Le général Ammar avait-il caché des données militaires au président Marzouki ?
La rétention de l’information vis-à-vis de la Troïka, alors au pouvoir dès fin 2011 était une pratique systématique exercée par l’État profond, administration, forces de sécurité et institution militaire, estime Adnen Manser. L’ancien directeur de cabinet du président de la République provisoire, Moncef Marzouki (2011-2014), le détaille dans un livre intitulé Les Années de sable (Éditions Sotumédia). Évoquant «un État cadenassé», il livre de nombreux exemples. «Les rapports mensuels, écrit-il, adressés par l’état-major de l’Armée à la Présidence sur la situation au sein de l’institution militaire et les frontières, j’en étais persuadé, étaient rédigés de telle manière qu’ils soient sans intérêt et maintiennent la Présidence dans un état de cécité stratégique et tactique vis-à-vis de l’armée, la réalité et les programmes.»
Selon Manser, l’institution militaire, hissée au premier plan, au lendemain du 14 janvier 2011, a pris une grande dimension, devenant une institution autonome en soi, sous le commandement d’un chef qui l’a mise sous sa coupe, loin du regard des politiques. Porté au pouvoir, Ennahdha a maintenu cet état de fait, par souci de stabilisation du commandement, reconduisant le ministre Zbidi et le général Ammar dans leurs fonctions. Indirectement, l’auteur laisse entendre, comme facteur favorable, des considérations régionalistes, le ministre et le chef militaire étant tous deux originaires, comme le chef du gouvernement, Hamadi Jebali, du Sahel…Une explication peu plausible.
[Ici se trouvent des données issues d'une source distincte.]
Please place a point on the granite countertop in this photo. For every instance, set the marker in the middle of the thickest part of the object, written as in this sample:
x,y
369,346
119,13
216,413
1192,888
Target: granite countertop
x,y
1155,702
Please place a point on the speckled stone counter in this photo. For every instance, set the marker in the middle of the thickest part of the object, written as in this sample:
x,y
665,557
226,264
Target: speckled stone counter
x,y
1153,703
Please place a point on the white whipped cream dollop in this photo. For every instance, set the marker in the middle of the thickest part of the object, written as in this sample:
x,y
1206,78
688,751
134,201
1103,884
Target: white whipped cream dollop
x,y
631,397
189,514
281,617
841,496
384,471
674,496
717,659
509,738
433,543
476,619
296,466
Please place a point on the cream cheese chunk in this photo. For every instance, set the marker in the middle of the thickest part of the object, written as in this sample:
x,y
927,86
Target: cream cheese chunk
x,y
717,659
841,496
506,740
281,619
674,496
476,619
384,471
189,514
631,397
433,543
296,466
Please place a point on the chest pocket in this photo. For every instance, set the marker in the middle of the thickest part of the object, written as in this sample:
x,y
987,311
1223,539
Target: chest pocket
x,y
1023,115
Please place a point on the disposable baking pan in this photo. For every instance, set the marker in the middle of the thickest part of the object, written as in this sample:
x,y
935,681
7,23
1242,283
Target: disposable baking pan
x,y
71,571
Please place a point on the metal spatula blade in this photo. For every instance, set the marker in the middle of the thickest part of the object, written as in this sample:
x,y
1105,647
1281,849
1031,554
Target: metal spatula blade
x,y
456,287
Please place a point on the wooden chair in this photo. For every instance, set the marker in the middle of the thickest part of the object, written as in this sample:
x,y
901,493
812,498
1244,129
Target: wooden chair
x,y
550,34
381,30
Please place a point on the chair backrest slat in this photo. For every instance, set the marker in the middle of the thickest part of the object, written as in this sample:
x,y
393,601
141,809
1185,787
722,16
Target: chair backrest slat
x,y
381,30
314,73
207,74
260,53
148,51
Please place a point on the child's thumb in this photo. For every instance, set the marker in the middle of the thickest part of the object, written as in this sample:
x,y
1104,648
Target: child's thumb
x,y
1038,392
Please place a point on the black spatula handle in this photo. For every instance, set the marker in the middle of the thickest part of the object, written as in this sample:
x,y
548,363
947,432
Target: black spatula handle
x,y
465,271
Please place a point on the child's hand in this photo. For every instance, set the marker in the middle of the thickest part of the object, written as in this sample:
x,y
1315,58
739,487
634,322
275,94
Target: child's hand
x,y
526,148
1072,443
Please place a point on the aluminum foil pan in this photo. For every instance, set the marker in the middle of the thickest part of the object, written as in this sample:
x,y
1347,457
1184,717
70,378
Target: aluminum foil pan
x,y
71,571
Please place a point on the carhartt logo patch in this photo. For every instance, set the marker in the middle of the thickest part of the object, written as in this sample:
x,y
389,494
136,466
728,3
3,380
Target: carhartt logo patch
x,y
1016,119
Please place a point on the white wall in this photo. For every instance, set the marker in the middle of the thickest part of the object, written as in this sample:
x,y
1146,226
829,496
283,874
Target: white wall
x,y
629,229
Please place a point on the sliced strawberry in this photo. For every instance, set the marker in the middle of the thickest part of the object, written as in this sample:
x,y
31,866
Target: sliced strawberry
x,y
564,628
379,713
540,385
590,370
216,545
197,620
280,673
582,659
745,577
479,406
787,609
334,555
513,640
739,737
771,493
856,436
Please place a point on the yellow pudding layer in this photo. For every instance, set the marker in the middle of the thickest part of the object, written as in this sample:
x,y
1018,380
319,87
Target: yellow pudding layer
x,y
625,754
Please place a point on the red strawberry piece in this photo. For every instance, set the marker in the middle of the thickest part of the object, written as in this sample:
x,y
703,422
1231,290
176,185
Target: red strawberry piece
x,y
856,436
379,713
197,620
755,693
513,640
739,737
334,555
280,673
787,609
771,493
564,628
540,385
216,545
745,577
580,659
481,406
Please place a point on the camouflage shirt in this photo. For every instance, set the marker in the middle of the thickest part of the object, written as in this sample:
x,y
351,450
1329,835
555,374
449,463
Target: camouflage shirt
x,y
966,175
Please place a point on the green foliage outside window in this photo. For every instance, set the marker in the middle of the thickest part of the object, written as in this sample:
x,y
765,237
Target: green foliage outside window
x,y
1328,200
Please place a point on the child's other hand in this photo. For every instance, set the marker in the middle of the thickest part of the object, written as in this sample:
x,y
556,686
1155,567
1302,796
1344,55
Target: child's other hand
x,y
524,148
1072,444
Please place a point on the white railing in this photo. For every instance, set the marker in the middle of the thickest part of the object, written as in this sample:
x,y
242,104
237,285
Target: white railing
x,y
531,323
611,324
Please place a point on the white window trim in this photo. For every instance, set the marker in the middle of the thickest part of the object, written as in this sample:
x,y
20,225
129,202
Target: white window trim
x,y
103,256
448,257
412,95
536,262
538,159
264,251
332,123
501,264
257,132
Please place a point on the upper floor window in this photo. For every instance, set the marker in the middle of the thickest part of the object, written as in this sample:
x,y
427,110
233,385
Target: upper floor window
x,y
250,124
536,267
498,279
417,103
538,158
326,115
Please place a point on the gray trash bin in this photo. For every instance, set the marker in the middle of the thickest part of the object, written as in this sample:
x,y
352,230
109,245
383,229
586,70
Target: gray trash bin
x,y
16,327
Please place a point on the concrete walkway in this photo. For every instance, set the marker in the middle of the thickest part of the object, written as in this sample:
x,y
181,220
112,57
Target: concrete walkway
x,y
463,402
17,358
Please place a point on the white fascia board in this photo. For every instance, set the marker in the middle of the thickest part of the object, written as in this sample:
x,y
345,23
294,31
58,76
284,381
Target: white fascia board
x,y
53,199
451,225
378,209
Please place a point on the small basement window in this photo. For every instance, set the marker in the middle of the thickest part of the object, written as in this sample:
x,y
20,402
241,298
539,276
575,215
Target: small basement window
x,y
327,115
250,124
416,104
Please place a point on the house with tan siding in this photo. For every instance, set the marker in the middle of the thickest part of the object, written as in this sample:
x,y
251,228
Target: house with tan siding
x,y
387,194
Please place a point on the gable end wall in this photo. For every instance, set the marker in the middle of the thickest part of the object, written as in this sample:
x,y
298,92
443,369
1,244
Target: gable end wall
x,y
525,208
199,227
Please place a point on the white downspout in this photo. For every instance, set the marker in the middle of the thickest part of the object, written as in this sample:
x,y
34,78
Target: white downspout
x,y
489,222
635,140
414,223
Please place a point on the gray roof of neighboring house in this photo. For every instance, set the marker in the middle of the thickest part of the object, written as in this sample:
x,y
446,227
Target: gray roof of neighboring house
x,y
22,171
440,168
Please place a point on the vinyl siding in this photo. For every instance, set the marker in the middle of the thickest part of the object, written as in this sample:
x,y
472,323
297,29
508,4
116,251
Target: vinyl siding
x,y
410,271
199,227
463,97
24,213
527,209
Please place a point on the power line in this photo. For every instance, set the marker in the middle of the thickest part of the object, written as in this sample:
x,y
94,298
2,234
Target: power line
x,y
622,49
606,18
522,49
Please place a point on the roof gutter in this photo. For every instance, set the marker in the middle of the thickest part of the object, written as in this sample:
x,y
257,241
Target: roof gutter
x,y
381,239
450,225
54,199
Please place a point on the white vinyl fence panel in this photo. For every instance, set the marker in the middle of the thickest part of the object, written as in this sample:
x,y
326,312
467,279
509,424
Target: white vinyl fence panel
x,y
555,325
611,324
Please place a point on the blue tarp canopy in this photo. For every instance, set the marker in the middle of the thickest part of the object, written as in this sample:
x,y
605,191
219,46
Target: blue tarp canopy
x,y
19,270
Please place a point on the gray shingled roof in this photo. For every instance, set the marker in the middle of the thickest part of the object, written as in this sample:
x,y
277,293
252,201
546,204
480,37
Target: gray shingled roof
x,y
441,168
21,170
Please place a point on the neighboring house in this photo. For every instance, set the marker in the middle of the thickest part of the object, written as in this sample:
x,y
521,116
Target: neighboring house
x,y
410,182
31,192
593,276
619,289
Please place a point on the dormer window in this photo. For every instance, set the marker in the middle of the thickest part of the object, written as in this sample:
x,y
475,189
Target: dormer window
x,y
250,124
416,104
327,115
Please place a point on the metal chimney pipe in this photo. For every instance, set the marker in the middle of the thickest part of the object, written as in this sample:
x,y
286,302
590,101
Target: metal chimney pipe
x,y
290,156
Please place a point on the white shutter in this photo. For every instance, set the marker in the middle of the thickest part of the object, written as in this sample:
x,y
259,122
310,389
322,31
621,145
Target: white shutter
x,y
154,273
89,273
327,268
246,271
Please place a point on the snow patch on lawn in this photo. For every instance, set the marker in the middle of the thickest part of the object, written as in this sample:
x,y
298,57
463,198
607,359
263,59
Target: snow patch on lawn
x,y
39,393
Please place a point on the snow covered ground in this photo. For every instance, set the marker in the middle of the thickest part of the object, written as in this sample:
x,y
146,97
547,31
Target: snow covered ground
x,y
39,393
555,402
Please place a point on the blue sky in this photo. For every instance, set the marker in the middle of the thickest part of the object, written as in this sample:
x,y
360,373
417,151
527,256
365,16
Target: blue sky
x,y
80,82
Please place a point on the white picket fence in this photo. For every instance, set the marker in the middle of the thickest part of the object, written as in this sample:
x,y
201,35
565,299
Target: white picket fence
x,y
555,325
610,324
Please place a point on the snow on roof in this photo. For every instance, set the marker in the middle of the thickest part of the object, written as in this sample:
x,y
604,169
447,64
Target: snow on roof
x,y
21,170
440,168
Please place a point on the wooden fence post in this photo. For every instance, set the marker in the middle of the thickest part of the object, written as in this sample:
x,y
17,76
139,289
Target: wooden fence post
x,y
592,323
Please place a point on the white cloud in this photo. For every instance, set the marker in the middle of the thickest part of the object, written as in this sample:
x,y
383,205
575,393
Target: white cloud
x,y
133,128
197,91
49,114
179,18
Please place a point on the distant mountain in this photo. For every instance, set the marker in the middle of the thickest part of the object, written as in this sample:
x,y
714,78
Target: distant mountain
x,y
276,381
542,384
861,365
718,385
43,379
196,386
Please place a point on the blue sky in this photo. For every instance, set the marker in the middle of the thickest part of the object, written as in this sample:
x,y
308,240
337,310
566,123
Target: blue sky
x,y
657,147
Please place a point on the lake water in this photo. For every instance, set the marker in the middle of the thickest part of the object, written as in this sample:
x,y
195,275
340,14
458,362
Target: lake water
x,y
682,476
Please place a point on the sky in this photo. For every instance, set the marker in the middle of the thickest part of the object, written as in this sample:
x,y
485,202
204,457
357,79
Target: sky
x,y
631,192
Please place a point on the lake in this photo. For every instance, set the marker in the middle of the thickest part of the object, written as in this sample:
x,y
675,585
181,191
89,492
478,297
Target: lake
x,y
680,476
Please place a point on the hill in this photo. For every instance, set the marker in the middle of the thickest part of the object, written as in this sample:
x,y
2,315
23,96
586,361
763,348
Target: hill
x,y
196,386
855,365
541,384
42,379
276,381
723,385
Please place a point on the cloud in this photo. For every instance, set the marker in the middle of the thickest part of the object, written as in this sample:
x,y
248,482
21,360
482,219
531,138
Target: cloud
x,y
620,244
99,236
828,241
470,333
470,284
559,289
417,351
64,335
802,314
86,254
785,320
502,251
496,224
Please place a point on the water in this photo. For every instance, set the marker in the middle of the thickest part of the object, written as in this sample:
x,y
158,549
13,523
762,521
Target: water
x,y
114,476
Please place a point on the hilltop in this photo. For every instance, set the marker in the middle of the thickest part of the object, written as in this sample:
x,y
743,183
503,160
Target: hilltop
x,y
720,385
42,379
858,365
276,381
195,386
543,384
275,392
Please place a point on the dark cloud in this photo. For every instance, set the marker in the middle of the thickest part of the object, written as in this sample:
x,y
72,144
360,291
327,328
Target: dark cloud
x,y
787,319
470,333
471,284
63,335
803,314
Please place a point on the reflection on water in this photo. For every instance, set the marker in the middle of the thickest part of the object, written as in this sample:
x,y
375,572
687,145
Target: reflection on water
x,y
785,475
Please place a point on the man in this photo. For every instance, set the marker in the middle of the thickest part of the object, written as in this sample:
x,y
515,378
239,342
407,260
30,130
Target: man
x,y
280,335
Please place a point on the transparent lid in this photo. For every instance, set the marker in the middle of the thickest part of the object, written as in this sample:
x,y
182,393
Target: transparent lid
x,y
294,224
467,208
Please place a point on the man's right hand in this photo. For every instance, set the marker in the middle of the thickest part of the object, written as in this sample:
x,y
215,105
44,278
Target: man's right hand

Adnene Manser évoque une gestion des promotions, nominations et déploiements opérationnels échappant à tout contrôle. Il souligne une accointance totale avec le gouvernement de Hamadi Jebali, tenant le président Marzouki hors de la boucle d’information et de décision. Multipliant les griefs contre le général Rachid Ammar, il mentionne particulièrement les conditions d’extradition de l’ancien chef du gouvernement libyen, Baghdadi Mahmoudi, qui n’aurait pu s’accomplir, selon lui, dans sa planification et son exécution, sans une couverture de l’institution militaire.
Outre ce chapitre, le livre de l’ancien directeur de cabinet de Marzouki, historien à la plume facile et à l’argumentation documentée, est intéressant à lire. Le regard croisé de l’universitaire, propulsé au cockpit de la Présidence et nommé porte-parole de Carthage, puis directeur de la campagne électorale de Marzouki en 2014, mérite lecture.